Новый химик пришел в цех, когда графит был уже уложен. Да, графита было привезено много, в цеховом складе негде было повернуться. Пузатенькие бочонки исчезли — не то их унесли куда-то, не то завалили сибирским графитом. Новый химик вышел в цех. Надо было уходить. Он предупредил в лаборатории, что уже, не возвращаясь, пойдет домой. Собственно говоря, он мог и не заходить в цех, ведь делать тут было нечего. Да, он хотел посмотреть, как уложили новый графит, ведь завтра предстояло начать анализ. И еще кое-что: у него вошло в привычку, перед тем, как идти домой, смотреть на бочонки цейлонского графита. Он даже не ленился вновь отмывать руки и запускал в бочонок пальцы. Но пузатенькие бочонки исчезли — не то их унесли куда-то, не то их завалили сибирским графитом.
Вдруг хлопнула форточка, стукнуло окно, песок, точно спасаясь от дождя, отчаянно застучал по стеклам. И сразу же начался ливень. Грозы не было, но дождь был очень силен; он так грохотал по крыше, что заглушил скрежет станков; казалось, что они движутся совершенно бесшумно.
Индус подошел к окну. Он стоял и смотрел, как по стеклам скользила вода. Оттого ли, что на дворе было почти темно, от какой ли другой причины, лицо его казалось совсем черным.
— Николай Николаевич! — окликнул его знакомый голос.
Это была Нюра Орлова. Она вытащила из-под кофты сверток и сказала:
— Это плащ Бориса Абрамовича.
Новый химик отрицательно покачал головой.
Он шел в полумраке между фабричными цехами, перепрыгивая через лужи, добрался до проходной, и когда сторожа предложили ему переждать, он снова покачал головой и вышел на улицу.
Он шел своей легкой походкой, и по мостовой в сторону заставы плыла желтая широкая река.
А Нюра стояла у окна и думала, что этот человек не захотел надеть плащ потому, что она его обидела, не взяв подарка, предложенного ей от чистого сердца.
1935 г.
СТАРЫЙ УЧИТЕЛЬ
Последние годы Борис Исаакович Розенталь выходил из дому лишь в теплые тихие дни. В дождь, в сильный мороз либо в туман у него кружилась голова. Доктор Вайнтрауб полагал, что головокружения происходят от склероза, и советовал перед едой выпивать рюмку молока с пятнадцатью каплями йода.

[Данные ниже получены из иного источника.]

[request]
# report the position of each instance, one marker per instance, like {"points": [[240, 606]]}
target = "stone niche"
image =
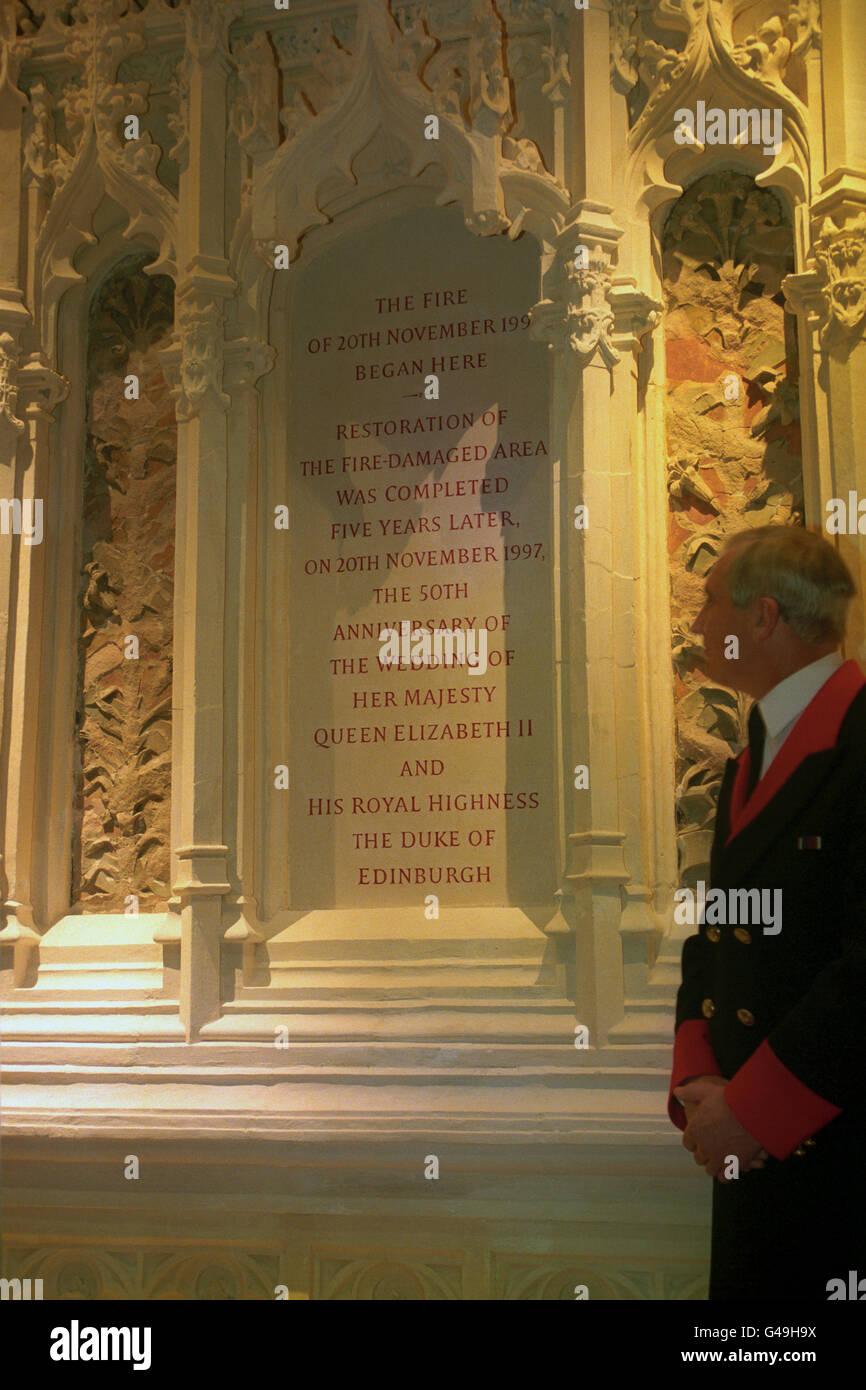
{"points": [[413, 516], [123, 717], [733, 441]]}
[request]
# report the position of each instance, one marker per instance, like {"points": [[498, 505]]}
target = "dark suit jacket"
{"points": [[784, 1015]]}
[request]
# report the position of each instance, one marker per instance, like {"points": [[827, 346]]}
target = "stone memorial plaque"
{"points": [[421, 649]]}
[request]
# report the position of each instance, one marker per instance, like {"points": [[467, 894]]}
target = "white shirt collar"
{"points": [[788, 699]]}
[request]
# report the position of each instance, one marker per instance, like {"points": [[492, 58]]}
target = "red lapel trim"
{"points": [[815, 731]]}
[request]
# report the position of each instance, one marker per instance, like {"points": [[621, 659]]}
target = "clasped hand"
{"points": [[712, 1132]]}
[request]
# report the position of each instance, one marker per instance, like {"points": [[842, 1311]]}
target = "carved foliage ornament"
{"points": [[656, 77], [841, 255], [384, 91], [200, 371], [9, 387], [99, 159]]}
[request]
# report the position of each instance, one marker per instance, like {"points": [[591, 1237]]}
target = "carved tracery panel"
{"points": [[733, 442], [124, 697]]}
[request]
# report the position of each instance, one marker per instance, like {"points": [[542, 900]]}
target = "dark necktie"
{"points": [[756, 737]]}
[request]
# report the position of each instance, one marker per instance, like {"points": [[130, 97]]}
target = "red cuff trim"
{"points": [[774, 1105], [692, 1057]]}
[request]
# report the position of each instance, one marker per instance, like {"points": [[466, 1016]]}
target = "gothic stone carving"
{"points": [[733, 442]]}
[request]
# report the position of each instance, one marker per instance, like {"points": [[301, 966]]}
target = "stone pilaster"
{"points": [[203, 285], [830, 292]]}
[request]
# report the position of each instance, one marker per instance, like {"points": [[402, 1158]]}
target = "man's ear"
{"points": [[768, 617]]}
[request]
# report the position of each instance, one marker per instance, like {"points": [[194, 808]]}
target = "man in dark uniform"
{"points": [[769, 1059]]}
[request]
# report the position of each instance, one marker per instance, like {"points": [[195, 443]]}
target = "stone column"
{"points": [[203, 285], [595, 565], [830, 292]]}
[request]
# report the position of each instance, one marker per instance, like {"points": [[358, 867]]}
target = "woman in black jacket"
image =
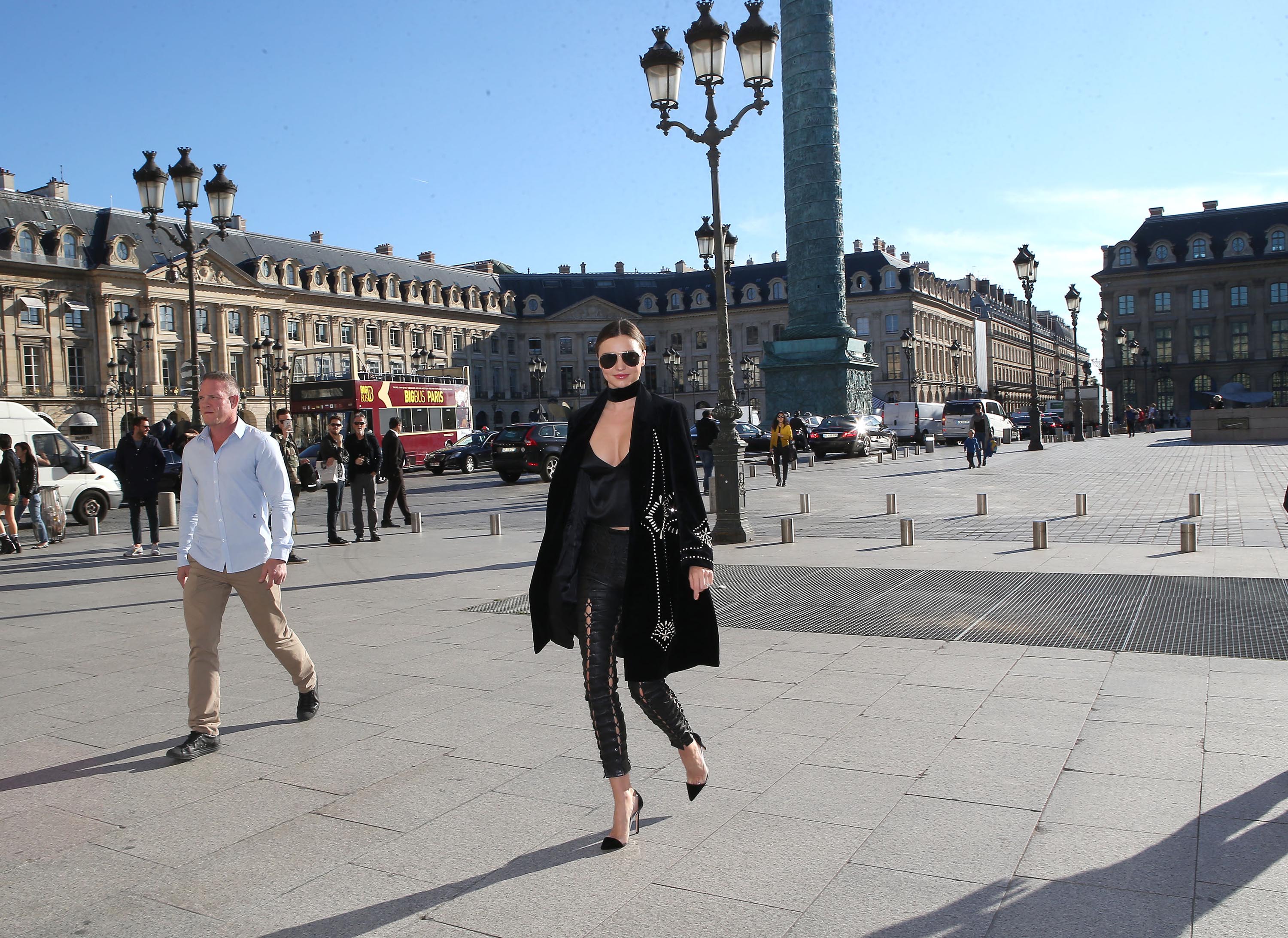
{"points": [[333, 458], [624, 517]]}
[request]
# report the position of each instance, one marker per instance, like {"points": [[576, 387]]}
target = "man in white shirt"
{"points": [[234, 480]]}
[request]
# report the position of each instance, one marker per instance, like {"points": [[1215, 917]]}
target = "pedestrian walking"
{"points": [[140, 466], [393, 455], [283, 429], [629, 522], [781, 448], [708, 432], [983, 428], [9, 486], [364, 467], [234, 478], [974, 448], [335, 462], [29, 491]]}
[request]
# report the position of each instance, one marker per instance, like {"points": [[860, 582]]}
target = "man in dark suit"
{"points": [[393, 458]]}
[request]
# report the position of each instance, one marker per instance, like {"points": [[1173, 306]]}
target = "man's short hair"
{"points": [[226, 379]]}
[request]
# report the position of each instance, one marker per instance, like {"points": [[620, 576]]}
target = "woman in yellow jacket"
{"points": [[781, 445]]}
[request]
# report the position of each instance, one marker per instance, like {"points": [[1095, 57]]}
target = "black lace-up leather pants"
{"points": [[603, 583]]}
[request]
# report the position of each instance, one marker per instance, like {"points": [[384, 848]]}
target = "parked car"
{"points": [[755, 439], [529, 449], [959, 415], [467, 454], [170, 481], [853, 435]]}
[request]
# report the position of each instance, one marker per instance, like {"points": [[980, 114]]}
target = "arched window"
{"points": [[1279, 388]]}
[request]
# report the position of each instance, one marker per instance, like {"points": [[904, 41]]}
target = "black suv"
{"points": [[529, 449]]}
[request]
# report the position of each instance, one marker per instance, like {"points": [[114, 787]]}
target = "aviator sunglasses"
{"points": [[610, 359]]}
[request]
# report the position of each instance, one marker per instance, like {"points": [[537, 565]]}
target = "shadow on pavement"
{"points": [[1049, 909]]}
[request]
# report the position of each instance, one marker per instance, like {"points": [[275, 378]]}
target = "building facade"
{"points": [[1205, 298]]}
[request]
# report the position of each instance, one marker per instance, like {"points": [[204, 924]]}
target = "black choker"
{"points": [[619, 395]]}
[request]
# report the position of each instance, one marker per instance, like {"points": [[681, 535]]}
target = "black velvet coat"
{"points": [[664, 628]]}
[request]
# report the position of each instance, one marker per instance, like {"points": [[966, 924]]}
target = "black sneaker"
{"points": [[308, 707], [196, 744]]}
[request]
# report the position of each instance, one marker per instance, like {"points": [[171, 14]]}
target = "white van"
{"points": [[85, 489], [907, 417]]}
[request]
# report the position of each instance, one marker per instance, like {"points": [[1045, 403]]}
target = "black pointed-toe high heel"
{"points": [[614, 843], [695, 790]]}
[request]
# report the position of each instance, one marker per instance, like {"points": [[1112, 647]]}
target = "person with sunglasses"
{"points": [[625, 518], [333, 458]]}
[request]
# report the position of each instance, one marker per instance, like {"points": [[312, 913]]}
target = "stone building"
{"points": [[1205, 297]]}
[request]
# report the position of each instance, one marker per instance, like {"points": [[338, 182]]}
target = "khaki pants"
{"points": [[205, 596]]}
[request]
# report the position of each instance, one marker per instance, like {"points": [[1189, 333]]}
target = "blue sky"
{"points": [[522, 131]]}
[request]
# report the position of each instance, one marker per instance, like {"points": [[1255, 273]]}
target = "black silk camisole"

В теплые дни Борис Исаакович выходил во двор. Он не брал философских книг: его развлекали возня детей, смех и руготня женщин. С томиком Чехова он садился на скамейке возле колодца. Он держал открытую книгу на коленях и, глядя все на одну и ту же страницу, сидел, полузакрыв глаза, с сонной улыбкой, которая бывает у слепых, прислушивающихся к тому, как шумит жизнь. Он не читал, но привычка к книге была в нем настолько сильна, что ему необходимым казалось поглаживать шершавый переплет, проверять дрожащими пальцами толщину страницы. Женщины, сидевшие неподалеку, говорили: «Вот учитель заснул», — и беседовали о своих делах, словно были одни. Но он не спал. Он наслаждался теплом нагретого солнцем камня, вдыхая запах лука и постного масла, слушал разговоры старух о своих невестках и зятьях, ловил ухом беспощадный, бешеный азарт мальчишеских игр. Иногда сохнущие на веревках тяжелые мокрые простыни хлопали, как паруса на ветру, и лицо ему обдавало влагой. И ему казалось: вот он снова молод и студентом едет на парусной лодке по морю. Он любил книги — книги не стояли стеной между ним и жизнью. Богом была жизнь. И он познавал бога — живого, земного, грешного бога, читая историков и философов, читая великих и малых художников, которые каждый в силу свою славили, оправдывали, винили и кляли человека на прекрасной земле. Он сидел во дворе и слышал пронзительный детский голос.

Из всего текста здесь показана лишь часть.